L’Opération FLYAWAY a permis également de mettre en lumière un problème applicable à l’ensemble du commerce international des plantes et de la faune : le tampon d’une autorité sur un document officiel n’est pas une garantie suffisante de légalité d’un produit dans de nombreux pays. Pour relever le défi que représente le contrôle douanier dans un tel environnement, toutes les institutions gouvernementales ayant pour mission de superviser et de contrôler les titres légaux doivent coopérer. Sans cette coopération, la pérennité des espèces menacées ne peut être garantie, conséquence directe d’un commerce insensible à toute considération de ce genre.

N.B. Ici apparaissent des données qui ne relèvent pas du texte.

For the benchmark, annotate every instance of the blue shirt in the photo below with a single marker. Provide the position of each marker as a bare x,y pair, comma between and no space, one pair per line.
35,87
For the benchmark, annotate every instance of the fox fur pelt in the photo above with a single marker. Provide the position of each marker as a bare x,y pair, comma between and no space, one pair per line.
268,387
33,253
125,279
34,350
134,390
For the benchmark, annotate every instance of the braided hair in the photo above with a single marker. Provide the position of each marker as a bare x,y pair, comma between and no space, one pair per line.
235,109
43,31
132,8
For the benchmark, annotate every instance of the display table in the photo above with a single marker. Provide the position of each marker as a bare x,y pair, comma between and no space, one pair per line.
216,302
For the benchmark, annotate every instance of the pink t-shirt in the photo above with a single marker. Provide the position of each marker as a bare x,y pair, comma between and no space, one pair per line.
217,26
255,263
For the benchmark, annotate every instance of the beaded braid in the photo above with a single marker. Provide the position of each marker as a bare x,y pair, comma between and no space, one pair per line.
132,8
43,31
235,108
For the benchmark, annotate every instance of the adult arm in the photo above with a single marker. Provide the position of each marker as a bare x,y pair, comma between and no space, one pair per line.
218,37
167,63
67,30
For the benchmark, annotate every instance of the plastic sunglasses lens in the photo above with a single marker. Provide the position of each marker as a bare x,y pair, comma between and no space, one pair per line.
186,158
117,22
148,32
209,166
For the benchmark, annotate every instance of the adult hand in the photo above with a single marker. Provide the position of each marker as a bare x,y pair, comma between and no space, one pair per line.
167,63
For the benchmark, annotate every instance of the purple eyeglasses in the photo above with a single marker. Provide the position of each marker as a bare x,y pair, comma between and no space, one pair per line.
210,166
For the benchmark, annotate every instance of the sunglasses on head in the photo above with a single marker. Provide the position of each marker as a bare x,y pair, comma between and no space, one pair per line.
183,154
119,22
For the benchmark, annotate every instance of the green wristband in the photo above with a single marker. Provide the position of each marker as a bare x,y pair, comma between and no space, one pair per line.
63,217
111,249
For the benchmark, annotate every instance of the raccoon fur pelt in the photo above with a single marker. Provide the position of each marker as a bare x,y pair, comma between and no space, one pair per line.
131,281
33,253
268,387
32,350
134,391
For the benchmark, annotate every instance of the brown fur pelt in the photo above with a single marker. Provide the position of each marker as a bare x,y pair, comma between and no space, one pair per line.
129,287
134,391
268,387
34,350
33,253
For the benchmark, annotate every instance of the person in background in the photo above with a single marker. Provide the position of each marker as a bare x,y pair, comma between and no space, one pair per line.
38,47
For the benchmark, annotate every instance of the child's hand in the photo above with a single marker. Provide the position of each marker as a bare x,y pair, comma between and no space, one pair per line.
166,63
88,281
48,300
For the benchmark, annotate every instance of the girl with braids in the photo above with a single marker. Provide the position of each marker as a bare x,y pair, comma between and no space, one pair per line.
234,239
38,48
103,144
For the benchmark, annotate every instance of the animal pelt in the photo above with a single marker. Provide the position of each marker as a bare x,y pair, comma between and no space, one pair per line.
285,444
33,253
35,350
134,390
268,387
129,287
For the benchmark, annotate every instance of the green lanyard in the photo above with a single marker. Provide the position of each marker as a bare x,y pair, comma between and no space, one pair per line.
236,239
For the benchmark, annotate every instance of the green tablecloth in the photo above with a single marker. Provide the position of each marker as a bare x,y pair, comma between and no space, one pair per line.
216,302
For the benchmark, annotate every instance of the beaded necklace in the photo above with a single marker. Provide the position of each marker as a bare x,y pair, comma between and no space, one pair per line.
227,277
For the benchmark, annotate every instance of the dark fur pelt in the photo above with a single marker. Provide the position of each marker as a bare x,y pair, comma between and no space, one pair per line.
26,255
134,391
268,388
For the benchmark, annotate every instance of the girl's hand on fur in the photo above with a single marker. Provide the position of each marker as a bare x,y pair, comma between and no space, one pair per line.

La SUNAT, quant à elle, a l’intention de renforcer ses liens avec le SERFOR et PRODUCE. Un accord inter-institutionnel est recommandé ainsi que des cours de formation et la mise en place d’un mécanisme permettant aux fonctionnaires d’échanger des informations sur les espèces de faune et de flore sauvage protégées par la CITES. Trop souvent, surtout pour ce qui a trait au renforcement des capacités et à l’approfondissement des compétences, des activités sont menées de façon unilatérale, empêchant toute évaluation et échange d’idées et faisant également obstacle à une unification et normalisation des politiques en la matière.

Un tel accord inter-institutionnel existe déjà entre la SUNAT et le MINAGRI. Les deux organes s’aident mutuellement dans la poursuite de leurs objectifs inter-institutionnels en menant des opérations, en échangeant des informations et en mettant en place des activités conjointes, notamment en matière de formation. Le SERFOR relevant du MINAGRI, la conclusion d’un accord de coopération supplémentaire pourrait sembler inutile. Cependant, la SUNAT estime que cela aiderait à stimuler la collaboration dans le domaine de la formation et de l’échange d’informations.

Enfin, les lacunes identifiées dans la législation nationale péruvienne doivent également faire l’objet d’un examen détaillé. En particulier, tout nouveau cadre législatif national doit établir des mesures de contrôle renforcé et s’assurer que les déclarations à l’importation et/ou à l’exportation incluent le nom scientifique des espèces échangées, élément qui n’est pas adéquatement couvert par le cadre législatif actuel.